DRC Serbia has been operating since 1993, running numerous activities related to integration and improvement of living condition for refugees, internally displaced persons and socially vulnerable domiciles. Prior to the European refugee crisis, the Republic of Serbia was hosting the largest displaced population in Europe. According to the government authorities, in 2016 29,457 refugees from former Yugoslavia and 203,006 IDPs were living in Serbia. DRC was present in Macedonia from 1999 until 2011, responding to emergencies and displacement situations. In August 2015, DRC re-established its presence in Macedonia with the aim of immediately respond to and address needs of the refugees and migrants who since the spring of 2015 were fleeing the conflicts and wars of the Middle East and transiting through Macedonia.

Since 2015, being one of the countries on the so-called “Balkans Route”, Serbia has been affected by large influx of refugees, migrants and asylum seekers, mostly originating from Syria, Iraq and Afghanistan. In 2015 577,995 asylum seekers were registered, and while there were only 12,821 registered in 2016, the number of those passing through or staying in Serbia was significantly greater – UNHCR reports approx. 123,247 arrivals to Serbia by September 2016. Currently, there are more than 7,700 refugees, migrants and asylum seekers in Serbia, out of which 47% children and 16% women. Around 85% of the population comes from “refugee-producing countries”, including Afghanistan (53%), Iraq (20%) and Syria (9%).

Workingin the Western Balkans for more than two decades, DRC Serbia has developed expertise in the following areas:

  • Protection and advocacy on behalf of persons of concern and assistance towards achieving sustainable durable solutions (integration/livelihood enhancement and return and reintegration)

  • Emergency relief operations (migration crisis and floods recovery)

  • Technical assistance to central, local institutions and civil society

  • Long-term rehabilitation/reconstruction and housing projects

  • Social inclusion;

  • Information dissemination and legal aid.

During all these years, in close cooperation with the Government of Serbia, DRC has been implementing various projects related to enhancing refugees and IDPs' return and reintegration, focusing primarily on sustainable housing, income-generation opportunities and legal aid, local integration/livelihood enhancement in Serbia, response to various needs within support to asylum seekers, social inclusion activities benefiting Roma population, as well as technical assistance/capacity building activities. DRC has also been supporting the recovery of floods-affected households and local economies in Serbia and providing technical assistance within a consortium for the Regional Housing Programme in the Western Balkans.

In response to the ongoing migration crisis, DRC Serbia has expanded its programming and launched new emergency relief operations to provide protection and assistance to persons of concern, supporting the Government of Serbia in tackling migration management challenges and response to the increasing humanitarian needs.
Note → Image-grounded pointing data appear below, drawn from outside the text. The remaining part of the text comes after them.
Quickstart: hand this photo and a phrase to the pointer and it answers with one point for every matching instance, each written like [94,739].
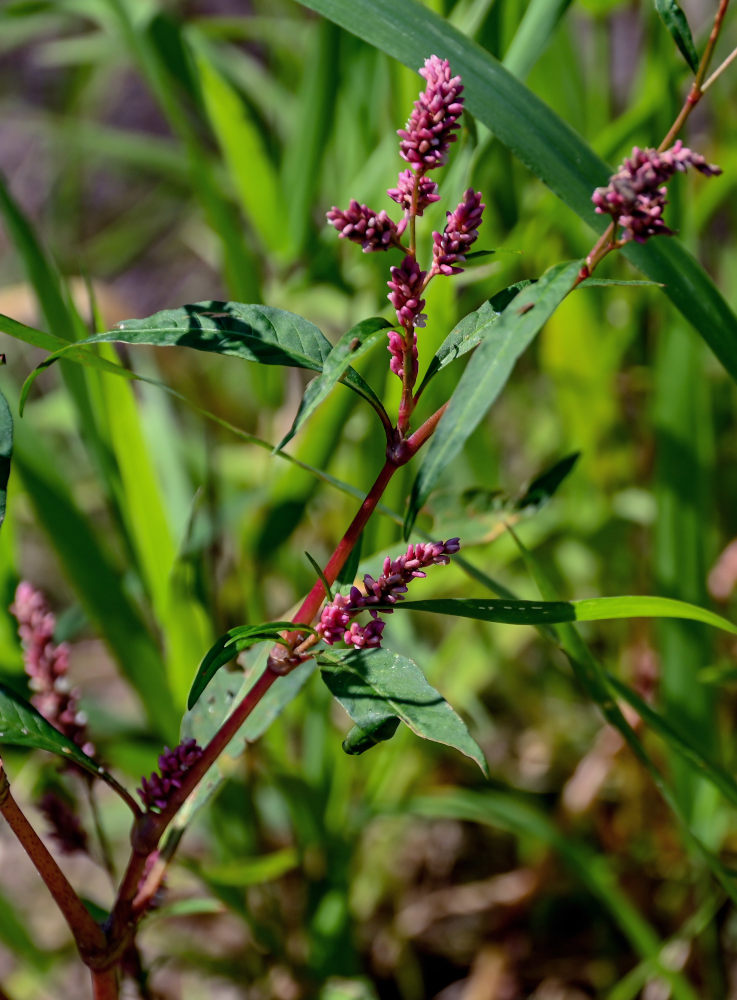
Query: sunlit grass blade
[525,818]
[593,609]
[533,35]
[408,31]
[684,483]
[253,174]
[486,374]
[6,452]
[96,579]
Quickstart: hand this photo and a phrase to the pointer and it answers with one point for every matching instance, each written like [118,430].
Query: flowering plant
[340,634]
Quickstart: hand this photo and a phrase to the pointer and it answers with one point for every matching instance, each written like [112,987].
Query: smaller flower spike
[360,224]
[156,791]
[335,622]
[46,664]
[635,196]
[429,132]
[396,349]
[461,231]
[66,828]
[406,286]
[427,192]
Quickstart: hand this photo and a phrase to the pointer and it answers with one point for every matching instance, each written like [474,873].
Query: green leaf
[675,21]
[356,342]
[544,486]
[504,338]
[370,734]
[22,726]
[593,609]
[380,681]
[409,32]
[6,451]
[261,334]
[471,330]
[202,721]
[229,645]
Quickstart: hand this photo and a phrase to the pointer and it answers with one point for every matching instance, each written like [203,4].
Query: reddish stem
[695,93]
[105,984]
[88,935]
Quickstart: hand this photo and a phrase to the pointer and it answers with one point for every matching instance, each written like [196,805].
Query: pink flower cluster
[66,828]
[461,231]
[47,663]
[156,791]
[373,230]
[427,192]
[434,118]
[335,622]
[635,196]
[424,144]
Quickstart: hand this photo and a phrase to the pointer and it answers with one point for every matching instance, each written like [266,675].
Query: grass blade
[551,149]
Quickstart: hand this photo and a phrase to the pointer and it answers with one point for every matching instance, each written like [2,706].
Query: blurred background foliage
[161,153]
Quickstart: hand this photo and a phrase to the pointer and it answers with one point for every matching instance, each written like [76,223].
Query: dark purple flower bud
[335,622]
[636,196]
[46,664]
[427,191]
[359,223]
[396,349]
[461,231]
[156,791]
[407,282]
[429,131]
[66,828]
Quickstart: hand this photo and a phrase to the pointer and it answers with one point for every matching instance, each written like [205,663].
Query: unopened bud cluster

DRC is engaged in shelter and WASH interventions aiming at improving reception conditions in asylum centres and various recently opened reception and transit centres in the country, protection, including child protection, information dissemination, health assistance, provision of food and NFIs.

The programme is implemented through the main office in Belgrade and field offices in Kragujevac and Kraljevo, with several settings close to reception and transit centres across Serbia, as in Presevo, Dimitrovgrad and Sid. DRC Office in Montenegro (Podgorica) closed its operation in June 2016.

DRC Serbia has been closely cooperating with various institutions of the Government of Serbia, various international agencies and NGOs and trusted by various donors including the EU Delegation to the Republic of Serbia, ECHO, UN agencies (UNHCR, UNICEF, UNFPA), the Danish Government, BPRM, the Norwegian Government, DFID and many others.

In Macedonia DRC’s response to the influx of refugees in 2015 has included protection, WASH, NFI distributions and support to local authorities. At the time, up to approximately 6,000 persons per day were entering the country through unofficial border crossing points, along the border line with Greece near Gevgelija, and passing through Republic of Macedonia into Serbia. However, as the Balkan Route closed in March 2016, large numbers of refugees and other persons in need of international protection were left stranded at various transit centres along the way. Although the numbers are smaller, refugees and migrants still remain at the two Macedonian transit centres – consisting mainly of those left behind as a consequence of the border closings and those who attempted to cross borders on their own and were pushed back.

The local population residing in areas along the border line with Greece and Serbia has been severely affected by the 2015 and 2016 refugee crises, where around 1 million of refugees and other persons of concern passed through the territory of the country and subsequently through these locations. Through partnership with UNHCR, DRC is implementing a number of small scale community projects in areas along the border line with Greece and Serbia.

DRC Macedonia is working in close cooperation with DG ECHO and UNHCR.